(King's Landing: 11/11/298 AC) Cersei VIII

"Ahhh!" she screeched, tossing the scrap of parchment across the table, where her stunted excuse of a little brother sat, alongside the little man from the Fingers, and the Grand Maester. "This is impossible! Pycelle, Baelish, you're both useless! Get out!"

"As you command, your Grace!" The two men bowed and scurried off, as if the very fires of the seven-hells were biting at their heels.

'Good!' Cersei stalked the room, chewing at the wick of her fingers and peeling off small bits of skin from their tips. Her mind swirled with thoughts on how to get at the King before the bitch arrived, but it was too soon, and the men she had sent with her piggish husband had yet to report back.

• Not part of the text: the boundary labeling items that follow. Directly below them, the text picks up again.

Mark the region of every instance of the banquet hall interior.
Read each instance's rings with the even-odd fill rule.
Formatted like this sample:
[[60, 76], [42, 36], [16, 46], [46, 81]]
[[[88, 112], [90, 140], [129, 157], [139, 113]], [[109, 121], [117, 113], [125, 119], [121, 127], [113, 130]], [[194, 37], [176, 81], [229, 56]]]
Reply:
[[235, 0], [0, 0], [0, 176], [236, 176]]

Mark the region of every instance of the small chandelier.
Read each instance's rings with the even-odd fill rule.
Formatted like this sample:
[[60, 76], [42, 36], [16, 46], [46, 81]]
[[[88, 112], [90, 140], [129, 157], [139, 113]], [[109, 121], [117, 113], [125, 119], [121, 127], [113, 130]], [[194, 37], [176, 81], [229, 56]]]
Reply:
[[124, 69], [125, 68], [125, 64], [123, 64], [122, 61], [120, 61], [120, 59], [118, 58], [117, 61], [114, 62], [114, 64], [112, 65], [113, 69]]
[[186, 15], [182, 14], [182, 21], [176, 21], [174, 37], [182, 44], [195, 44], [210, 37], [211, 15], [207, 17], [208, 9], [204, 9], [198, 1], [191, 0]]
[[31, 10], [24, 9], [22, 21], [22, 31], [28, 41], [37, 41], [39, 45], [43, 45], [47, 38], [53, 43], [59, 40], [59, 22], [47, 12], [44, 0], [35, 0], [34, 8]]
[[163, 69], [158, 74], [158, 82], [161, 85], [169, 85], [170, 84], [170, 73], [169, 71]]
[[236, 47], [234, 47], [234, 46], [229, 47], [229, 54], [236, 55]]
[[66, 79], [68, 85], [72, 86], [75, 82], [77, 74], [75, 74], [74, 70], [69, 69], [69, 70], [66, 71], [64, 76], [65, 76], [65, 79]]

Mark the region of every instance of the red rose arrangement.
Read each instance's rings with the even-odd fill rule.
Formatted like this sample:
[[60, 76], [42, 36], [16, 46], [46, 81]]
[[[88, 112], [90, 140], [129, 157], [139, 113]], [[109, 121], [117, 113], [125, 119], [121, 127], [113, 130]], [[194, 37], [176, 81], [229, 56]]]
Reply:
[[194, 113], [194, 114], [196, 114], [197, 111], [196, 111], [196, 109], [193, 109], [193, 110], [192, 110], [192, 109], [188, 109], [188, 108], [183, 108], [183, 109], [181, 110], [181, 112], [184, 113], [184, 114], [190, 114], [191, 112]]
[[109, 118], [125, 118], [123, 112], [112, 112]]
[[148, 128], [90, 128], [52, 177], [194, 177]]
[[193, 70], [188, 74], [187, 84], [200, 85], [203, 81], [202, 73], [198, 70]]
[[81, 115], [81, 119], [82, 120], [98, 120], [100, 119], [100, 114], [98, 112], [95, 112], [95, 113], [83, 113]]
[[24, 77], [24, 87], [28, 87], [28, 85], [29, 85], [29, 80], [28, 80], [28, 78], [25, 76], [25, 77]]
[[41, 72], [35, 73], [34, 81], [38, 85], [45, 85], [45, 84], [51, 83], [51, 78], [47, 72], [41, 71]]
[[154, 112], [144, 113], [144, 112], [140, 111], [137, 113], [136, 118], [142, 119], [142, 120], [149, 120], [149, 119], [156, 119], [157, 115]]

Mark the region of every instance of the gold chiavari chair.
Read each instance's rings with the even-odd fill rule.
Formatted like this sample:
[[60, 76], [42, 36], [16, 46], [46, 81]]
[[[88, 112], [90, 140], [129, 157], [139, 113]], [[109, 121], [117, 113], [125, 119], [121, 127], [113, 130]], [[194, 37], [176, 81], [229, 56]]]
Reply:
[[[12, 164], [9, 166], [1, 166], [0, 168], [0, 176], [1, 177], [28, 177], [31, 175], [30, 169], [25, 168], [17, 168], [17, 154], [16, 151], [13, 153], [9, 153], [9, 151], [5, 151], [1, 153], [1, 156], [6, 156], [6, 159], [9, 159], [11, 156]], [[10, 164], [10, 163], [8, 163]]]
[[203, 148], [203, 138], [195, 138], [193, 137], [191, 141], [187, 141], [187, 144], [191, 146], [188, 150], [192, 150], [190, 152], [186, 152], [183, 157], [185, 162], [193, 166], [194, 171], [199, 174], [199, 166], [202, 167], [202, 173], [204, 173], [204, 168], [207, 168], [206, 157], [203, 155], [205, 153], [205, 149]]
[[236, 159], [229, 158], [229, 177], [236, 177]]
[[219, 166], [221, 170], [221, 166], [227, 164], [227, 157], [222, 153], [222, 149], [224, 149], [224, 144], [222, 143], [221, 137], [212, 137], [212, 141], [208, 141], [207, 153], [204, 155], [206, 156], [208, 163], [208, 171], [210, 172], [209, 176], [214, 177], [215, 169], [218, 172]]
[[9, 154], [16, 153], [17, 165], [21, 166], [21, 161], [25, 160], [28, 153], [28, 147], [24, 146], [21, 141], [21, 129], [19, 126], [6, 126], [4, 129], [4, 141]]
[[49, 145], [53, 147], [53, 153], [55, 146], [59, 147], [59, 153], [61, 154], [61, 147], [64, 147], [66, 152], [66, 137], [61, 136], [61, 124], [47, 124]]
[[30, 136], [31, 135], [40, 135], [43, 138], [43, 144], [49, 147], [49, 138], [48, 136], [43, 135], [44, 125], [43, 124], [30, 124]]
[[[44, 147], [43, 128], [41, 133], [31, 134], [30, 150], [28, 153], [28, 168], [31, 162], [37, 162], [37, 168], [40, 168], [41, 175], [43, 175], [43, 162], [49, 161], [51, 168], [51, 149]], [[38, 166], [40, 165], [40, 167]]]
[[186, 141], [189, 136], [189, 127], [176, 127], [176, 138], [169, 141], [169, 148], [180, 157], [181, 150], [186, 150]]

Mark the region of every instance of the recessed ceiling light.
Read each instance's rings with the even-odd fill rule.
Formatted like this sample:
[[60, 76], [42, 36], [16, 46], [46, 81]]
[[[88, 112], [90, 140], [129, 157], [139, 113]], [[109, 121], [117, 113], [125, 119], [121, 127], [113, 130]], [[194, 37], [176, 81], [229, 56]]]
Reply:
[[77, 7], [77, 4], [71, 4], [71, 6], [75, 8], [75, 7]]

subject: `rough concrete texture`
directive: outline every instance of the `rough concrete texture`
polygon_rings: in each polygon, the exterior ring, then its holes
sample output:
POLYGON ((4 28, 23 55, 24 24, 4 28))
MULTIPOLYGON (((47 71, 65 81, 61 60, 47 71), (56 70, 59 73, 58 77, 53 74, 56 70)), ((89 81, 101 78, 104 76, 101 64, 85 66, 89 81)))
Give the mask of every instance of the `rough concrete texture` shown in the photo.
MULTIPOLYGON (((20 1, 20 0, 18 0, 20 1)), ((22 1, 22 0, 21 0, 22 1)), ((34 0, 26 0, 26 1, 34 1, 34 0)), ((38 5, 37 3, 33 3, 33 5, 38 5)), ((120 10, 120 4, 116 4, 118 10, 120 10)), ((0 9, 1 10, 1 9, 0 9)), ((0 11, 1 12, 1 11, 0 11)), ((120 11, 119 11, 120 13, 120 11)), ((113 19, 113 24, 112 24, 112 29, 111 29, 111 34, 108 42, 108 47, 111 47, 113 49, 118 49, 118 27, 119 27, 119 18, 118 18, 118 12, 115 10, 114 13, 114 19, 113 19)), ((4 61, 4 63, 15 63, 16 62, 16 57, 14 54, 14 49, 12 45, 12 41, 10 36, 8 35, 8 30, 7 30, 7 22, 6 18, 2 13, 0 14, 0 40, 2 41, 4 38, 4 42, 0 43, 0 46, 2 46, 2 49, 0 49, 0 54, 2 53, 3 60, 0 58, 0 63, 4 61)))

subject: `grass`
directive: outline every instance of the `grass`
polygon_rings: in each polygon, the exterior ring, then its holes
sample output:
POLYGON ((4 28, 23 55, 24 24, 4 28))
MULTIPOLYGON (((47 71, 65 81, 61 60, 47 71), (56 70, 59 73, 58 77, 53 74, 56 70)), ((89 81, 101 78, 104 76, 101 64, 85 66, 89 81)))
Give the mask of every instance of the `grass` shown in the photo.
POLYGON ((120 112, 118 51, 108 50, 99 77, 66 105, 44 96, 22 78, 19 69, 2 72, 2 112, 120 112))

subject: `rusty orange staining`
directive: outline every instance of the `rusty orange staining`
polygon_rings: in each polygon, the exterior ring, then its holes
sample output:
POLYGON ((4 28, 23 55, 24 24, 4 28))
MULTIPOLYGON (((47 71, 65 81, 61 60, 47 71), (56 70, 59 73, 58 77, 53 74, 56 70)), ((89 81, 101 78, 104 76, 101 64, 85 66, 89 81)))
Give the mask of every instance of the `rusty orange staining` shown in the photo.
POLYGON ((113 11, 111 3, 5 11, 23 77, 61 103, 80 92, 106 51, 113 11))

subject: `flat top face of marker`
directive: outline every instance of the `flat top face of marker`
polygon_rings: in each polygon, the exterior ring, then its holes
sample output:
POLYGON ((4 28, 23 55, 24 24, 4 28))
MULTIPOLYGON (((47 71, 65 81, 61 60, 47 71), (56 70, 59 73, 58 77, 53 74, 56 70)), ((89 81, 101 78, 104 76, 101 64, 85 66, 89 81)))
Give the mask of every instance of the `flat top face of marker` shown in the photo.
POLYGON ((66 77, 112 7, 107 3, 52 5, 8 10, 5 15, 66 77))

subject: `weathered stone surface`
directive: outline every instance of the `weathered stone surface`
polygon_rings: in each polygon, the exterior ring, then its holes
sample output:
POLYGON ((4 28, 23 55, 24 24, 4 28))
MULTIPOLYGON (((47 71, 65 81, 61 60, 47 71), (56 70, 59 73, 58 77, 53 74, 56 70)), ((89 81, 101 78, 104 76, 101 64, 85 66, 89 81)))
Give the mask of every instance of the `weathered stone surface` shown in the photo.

Nor had the men she had sent to discern their whereabouts. 'Not even a damned rider!' Cersei felt her eye twitch at the thought. 'Kevan's boy best had not betrayed me…' she turned towards Tyrion and saw him sitting merrily, feet dangling over the edge of her cushioned chair, and drinking wine. She felt the sneer form on her face and the little half-man lowered his smile somewhat, though not completely.

"Apologies, your Grace! May I partake of your wine?" he asked in a mocking tone, his green and black eyes seemingly laughing at her distress.

"Bah!" she scoffed, wishing him beaten for overstepping his bounds. Fortunately for him, the only image of beatings Cersei could imagine now, involved Stannis Baratheon's whore wife. She felt an odd smile form on her lips at the thought. 'I will have you yet. You haven't bested me.'

"I prefer not to know what that smile of yours entails…" Tyrion muttered, seemingly off put by her sudden grin.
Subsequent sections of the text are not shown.